Tali rilievi non possono essere condivisi.

Ed invero, il Collegio - premesso che il funzionario istruttore nella relazione conclusiva trasmessa la Questore di Catanzaro in data 19.7.1999, dopo avere affermato che dalle acquisizioni probatorie non emergevano elementi su cui basare un provvedimento per effetto della contestata violazione indicata dall’art.7 n.2 D.P.R. n.731, sicché doveva escludersi nella specie “la sussistenza della fattispecie contestatagli”, ha anche affermato che nel caso in esame poteva “ravvisarsi un comportamento non conforme alle norme comportamentali, in quanto discutibile e inopportuno è per un operatore di  P.G., il fatto di informarsi su attività di indagini svolte da altri ufficiali di P.G. “-  non può ritenere fondato l’assunto dell’appellante secondo cui l’avviato procedimento disciplinare non avrebbe dovuto proseguire, avendo il funzionario istruttore concluso la sua relazione nel senso accennato (di esclusione della sussistenza della contestata violazione), con conseguente illegittimità della convocazione dell’apposita Commissione consultiva da parte del Questore nonché dell’operato di tale collegio per non avere esso disposto il proscioglimento dell’ispettore in questione.

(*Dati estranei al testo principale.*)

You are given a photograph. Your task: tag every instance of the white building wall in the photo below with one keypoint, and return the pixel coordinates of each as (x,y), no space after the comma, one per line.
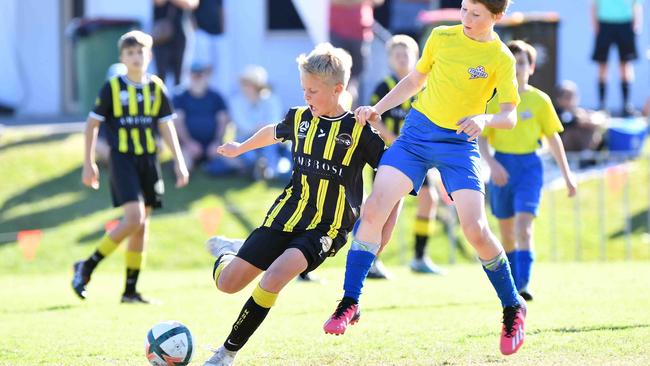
(37,40)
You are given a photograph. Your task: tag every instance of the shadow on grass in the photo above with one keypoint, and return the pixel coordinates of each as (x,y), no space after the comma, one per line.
(593,328)
(585,329)
(638,225)
(34,140)
(88,201)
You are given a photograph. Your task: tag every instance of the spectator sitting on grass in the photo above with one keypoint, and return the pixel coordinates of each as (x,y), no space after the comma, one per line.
(582,129)
(202,117)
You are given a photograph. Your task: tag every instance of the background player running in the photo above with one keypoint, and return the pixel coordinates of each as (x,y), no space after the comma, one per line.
(516,179)
(134,109)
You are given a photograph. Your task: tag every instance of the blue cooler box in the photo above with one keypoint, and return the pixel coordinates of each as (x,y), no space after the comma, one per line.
(626,135)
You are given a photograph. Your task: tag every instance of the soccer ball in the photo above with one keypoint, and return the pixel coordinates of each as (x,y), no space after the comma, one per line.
(169,344)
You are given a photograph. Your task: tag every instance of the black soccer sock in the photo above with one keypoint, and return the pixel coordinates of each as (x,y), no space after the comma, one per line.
(91,263)
(602,89)
(625,90)
(250,318)
(131,280)
(420,244)
(133,266)
(421,230)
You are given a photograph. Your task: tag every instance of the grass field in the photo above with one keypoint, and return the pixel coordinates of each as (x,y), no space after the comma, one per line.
(584,313)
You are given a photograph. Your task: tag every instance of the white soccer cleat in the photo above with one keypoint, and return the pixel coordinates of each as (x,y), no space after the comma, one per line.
(221,357)
(218,245)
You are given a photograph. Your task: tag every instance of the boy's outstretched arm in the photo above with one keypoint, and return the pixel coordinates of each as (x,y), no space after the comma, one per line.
(90,173)
(168,133)
(405,89)
(264,137)
(385,134)
(557,149)
(474,125)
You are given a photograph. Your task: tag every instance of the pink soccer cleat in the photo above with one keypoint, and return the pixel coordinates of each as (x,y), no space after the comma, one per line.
(347,313)
(512,333)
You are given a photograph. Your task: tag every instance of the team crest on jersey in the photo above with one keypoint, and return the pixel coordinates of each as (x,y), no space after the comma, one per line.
(326,244)
(527,114)
(303,128)
(344,139)
(124,97)
(477,72)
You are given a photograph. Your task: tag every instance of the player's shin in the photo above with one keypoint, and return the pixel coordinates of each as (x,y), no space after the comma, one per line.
(359,260)
(250,318)
(498,271)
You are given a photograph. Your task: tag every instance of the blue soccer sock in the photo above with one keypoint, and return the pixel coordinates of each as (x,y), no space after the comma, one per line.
(525,259)
(498,272)
(513,258)
(359,260)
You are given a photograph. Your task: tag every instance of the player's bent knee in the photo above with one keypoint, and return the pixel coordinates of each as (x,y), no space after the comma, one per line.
(228,286)
(476,233)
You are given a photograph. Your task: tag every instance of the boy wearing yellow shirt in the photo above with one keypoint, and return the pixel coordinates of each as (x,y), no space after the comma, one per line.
(461,66)
(516,170)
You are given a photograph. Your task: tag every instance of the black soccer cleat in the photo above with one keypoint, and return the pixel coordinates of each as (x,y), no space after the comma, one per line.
(133,298)
(79,280)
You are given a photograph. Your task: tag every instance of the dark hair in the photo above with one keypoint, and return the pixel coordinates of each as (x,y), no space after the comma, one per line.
(494,6)
(134,38)
(518,46)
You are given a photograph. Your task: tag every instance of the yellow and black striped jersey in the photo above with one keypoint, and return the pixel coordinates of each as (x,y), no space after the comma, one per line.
(326,188)
(129,112)
(393,118)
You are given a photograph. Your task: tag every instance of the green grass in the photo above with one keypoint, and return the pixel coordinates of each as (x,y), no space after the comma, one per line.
(583,314)
(588,313)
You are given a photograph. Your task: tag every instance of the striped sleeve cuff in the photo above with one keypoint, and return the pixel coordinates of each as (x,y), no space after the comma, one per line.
(166,119)
(96,116)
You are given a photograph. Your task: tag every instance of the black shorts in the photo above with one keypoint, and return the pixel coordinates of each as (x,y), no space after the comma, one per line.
(265,245)
(136,178)
(620,34)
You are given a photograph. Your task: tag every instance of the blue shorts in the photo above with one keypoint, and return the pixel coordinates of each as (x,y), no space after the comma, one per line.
(423,145)
(524,188)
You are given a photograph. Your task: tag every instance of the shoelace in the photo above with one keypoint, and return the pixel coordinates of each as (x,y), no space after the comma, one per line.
(509,317)
(342,307)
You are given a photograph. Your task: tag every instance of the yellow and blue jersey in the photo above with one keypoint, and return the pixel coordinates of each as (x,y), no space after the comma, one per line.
(465,82)
(536,117)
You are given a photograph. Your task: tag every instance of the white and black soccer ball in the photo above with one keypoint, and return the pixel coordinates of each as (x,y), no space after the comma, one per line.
(169,344)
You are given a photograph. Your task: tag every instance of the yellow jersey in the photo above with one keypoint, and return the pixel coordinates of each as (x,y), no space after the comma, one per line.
(462,75)
(536,117)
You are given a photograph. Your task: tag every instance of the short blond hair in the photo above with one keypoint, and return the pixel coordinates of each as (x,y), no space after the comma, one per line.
(332,64)
(405,41)
(133,38)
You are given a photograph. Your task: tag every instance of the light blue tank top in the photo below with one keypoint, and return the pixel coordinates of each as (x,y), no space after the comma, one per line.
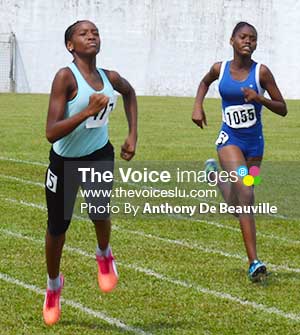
(83,140)
(240,116)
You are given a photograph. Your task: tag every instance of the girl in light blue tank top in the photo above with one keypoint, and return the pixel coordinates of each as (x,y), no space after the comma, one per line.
(81,99)
(83,140)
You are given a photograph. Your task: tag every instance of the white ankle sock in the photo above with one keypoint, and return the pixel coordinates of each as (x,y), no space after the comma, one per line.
(100,252)
(53,284)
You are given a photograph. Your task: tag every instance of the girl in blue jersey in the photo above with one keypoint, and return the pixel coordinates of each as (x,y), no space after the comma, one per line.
(240,142)
(82,96)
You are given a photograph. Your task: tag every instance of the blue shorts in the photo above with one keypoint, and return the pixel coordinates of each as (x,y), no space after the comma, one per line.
(251,145)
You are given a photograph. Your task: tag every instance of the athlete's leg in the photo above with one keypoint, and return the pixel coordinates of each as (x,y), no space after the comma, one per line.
(54,247)
(231,157)
(103,230)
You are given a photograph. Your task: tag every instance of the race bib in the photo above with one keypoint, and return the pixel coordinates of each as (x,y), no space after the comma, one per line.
(101,119)
(240,116)
(222,138)
(51,181)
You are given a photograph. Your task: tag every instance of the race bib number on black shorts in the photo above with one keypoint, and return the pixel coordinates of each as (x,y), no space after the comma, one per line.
(240,116)
(222,138)
(51,181)
(101,119)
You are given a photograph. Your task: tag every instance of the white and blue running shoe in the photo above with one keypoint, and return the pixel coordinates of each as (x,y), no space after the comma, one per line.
(257,271)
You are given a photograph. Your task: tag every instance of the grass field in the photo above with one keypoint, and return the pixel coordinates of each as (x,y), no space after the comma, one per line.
(178,274)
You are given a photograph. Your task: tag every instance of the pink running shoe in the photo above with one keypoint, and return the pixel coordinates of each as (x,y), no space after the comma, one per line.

L’atto di contestazione degli addebiti, infatti, non è caratterizzato - come correttamente osservato dai primi giudici - dalla qualificazione data agli stessi dal funzionario istruttore, nel senso cioè della loro riconducibilità ad una anzichè ad altra fattispecie di infrazione prevista dalla disciplina di settore, quanto piuttosto dall’indicazione  degli specifici fatti attribuiti al dipendente incolpato, costituendo la  concreta riconducibilità degli stessi ad un precisa infrazione disciplinare (con conseguente inflizione della sanzione prevista) un momento successivo a quello della detta contestazione; dal che la conseguenza che la legittimità della procedura disciplinare non può risultare inficiata dall’avvenuta inflizione di una sanzione minore rispetto a quella prefigurata nell’iniziale atto di contestazione.

Nel caso di cui trattasi, pertanto, la sanzione del richiamo scritto deve ritenersi giustamente adottata  sulla base dei fatti  originariamente contestati all’interessato e nessuna  nuova contestazione dei  fatti medesimi era al riguardo necessaria, dopo la determinazione dell’Amministrazione di non volere sanzionare l’infrazione contestata al ricorrente con la destituzione in origine ipotizzata.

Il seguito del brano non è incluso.